Мне вновь сделалось не по себе.
— А ещё у тебя есть принципы, — улыбнулся дон. — И не делай такие глаза, принципы хефе нужны не меньше, чем мозги. Например, он должен понимать, нужен ли ему беспредел на своей территории. Нужен, Хуанито?
Пауза.
— Возьмём для примера незаконную проституцию и торговлю малолетними... Вижу, как тебя задело, — прокомментировал он свой выбор. — Они существуют, как и множество других мерзких вещей. Но суть в том, что этот бизнес будет существовать столько, сколько будет существовать потребность в нём, спрос, то есть пока есть извращенцы и людское бесправие. Ни ты, ни я, ни королева, никто не сможет запретить его — от запретов тот лишь глубже уйдёт 'под землю', примет крайне непотребные формы. Но контролировать его вид и размах дон может.

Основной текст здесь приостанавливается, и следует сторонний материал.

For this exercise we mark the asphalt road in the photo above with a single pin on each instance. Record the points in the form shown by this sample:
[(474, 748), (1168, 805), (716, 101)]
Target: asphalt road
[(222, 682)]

Что лучше, иметь на своей территории маленький чистенький публичный дом, в котором отмытые отогретые и накормленные девочки, умиравшие в трущобах Ханоя, Сайгона или Бангкока будут ублажать несколько десятков очень богатых, а потому не заинтересованных в огласке и расширении бизнеса клиентов? Или сеть грязных вонючих борделей, в которых сотни и тысячи украденных, купленных у работорговцев малолеток будут отдаваться любому желающему, у которого есть деньги, чтобы вечером получить свою дозу 'приза' — изысканного наркотика? Мне, лично, импонирует первый вариант.
Такие вещи решает хефе, Хуанито. И только он может силой, жестокой, но эффективной, покарать людей, нарушающих его слово и организующих бизнес так, как ему не нравится. Ни ДБ, ни гвардия, ни сами боги не сделают большего.

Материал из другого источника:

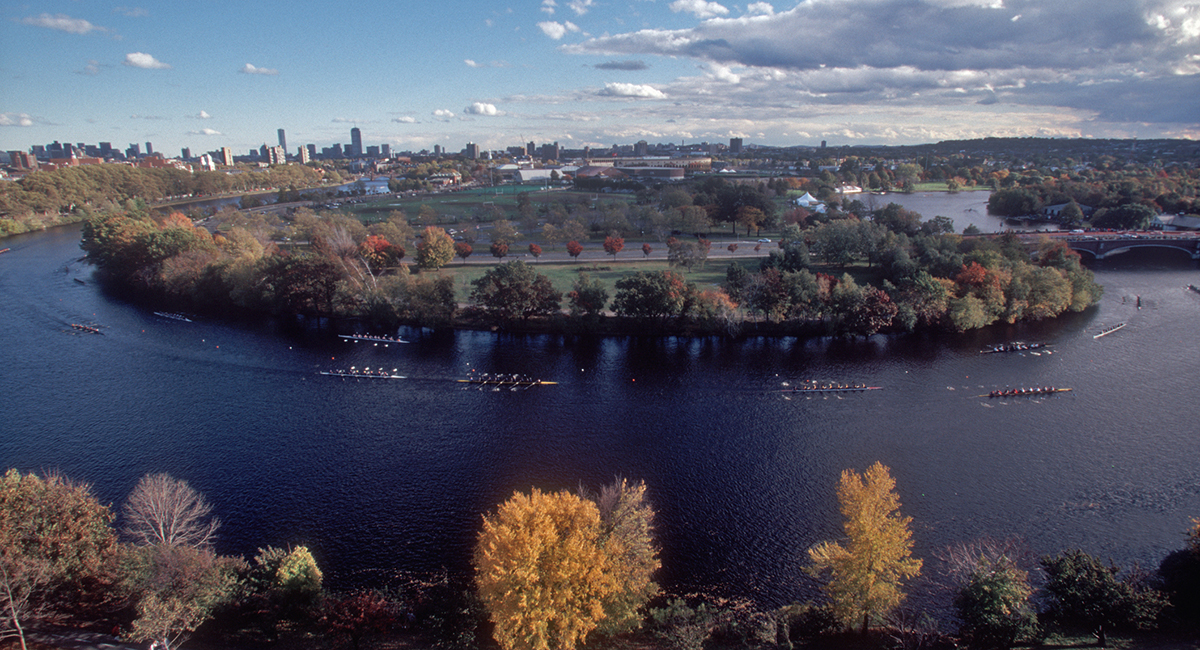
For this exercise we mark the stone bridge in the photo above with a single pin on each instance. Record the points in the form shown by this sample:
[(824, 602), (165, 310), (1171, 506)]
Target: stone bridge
[(1103, 245)]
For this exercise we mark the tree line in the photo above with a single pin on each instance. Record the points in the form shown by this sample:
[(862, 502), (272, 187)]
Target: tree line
[(331, 265), (550, 570)]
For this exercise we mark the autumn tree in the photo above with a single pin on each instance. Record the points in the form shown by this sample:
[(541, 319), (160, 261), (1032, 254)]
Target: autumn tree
[(162, 510), (515, 290), (867, 575), (541, 572), (587, 296), (612, 245), (574, 248), (178, 588), (55, 545), (627, 534), (436, 248)]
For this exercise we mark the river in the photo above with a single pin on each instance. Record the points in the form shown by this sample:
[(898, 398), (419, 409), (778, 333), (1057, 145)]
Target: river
[(384, 476)]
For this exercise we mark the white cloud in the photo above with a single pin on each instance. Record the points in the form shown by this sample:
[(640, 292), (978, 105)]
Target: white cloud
[(16, 119), (143, 60), (63, 22), (631, 90), (557, 30), (479, 108), (580, 6), (702, 8), (249, 68)]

Это вторая причина, почему Бенито лучше не становиться на моё место. Он не знает предела, не видит нормы. Он превратит этот город в грязное болото. А я патриот Хуан. Мне небезразлично, что станет с Альфой в будущем. Наверное, дико звучит из моих уст, но это так.
Дон Кампос глубоко и нервно вздохнул. Да, он разочарован сыном. Но слишком его любит, чтобы не баловать и строго наказывать за проступки. Однако сейчас, когда зашёл вопрос о 'престолонаследии', передо мной прагматичный глава криминальной семьи, а не любящий отец. И это правильно.
Он меня огорошил, признаюсь. Вот так, в лоб, говорить вещи, от которых холодеет спина и мороз марширует по коже?
Но ведь правильно говорит! Да, этот бизнес будет существовать, как и любое незаконное, но прибыльное дело. И дону, настоящему хозяину вверенных ему 'уровней', нужны эти долбанные принципы. Чтобы не скатиться в пропасть, не стать исчадием ада, демоном во плоти. Виктор Кампос не хочет становиться таким, более того, не хочет, чтобы таким стал тот, кто займёт его место. И эти принципы, действительно, у меня есть.
— А ещё ты обладаешь важнейшим на мой взгляд качеством, — продолжил он. — Чутьём. Ты знаешь, кому что сказать и как из той или иной скользкой ситуации выкрутиться. Это дар, поверь, дар богов, не каждому подобное даётся. — И, глядя на моё скептически скривленное лицо, добавил:
— Сколько раз за последние пару месяцев ты выходил сухим из опасных ситуаций?
Я хрипло прокашлялся.
— Я считаю, большую часть моих выходов сухим везением, сеньор. Банальное везение. Я непричастен к ним.
— Везение, друг мой, это тоже дар богов, — нравоучительно поднял палец сеньор Виктор. — Опасный дар, расслабляющий, к нему нужно относиться крайне осторожно, но, тем не менее, ценный, незаменимый. И ты только что признался, что он у тебя есть.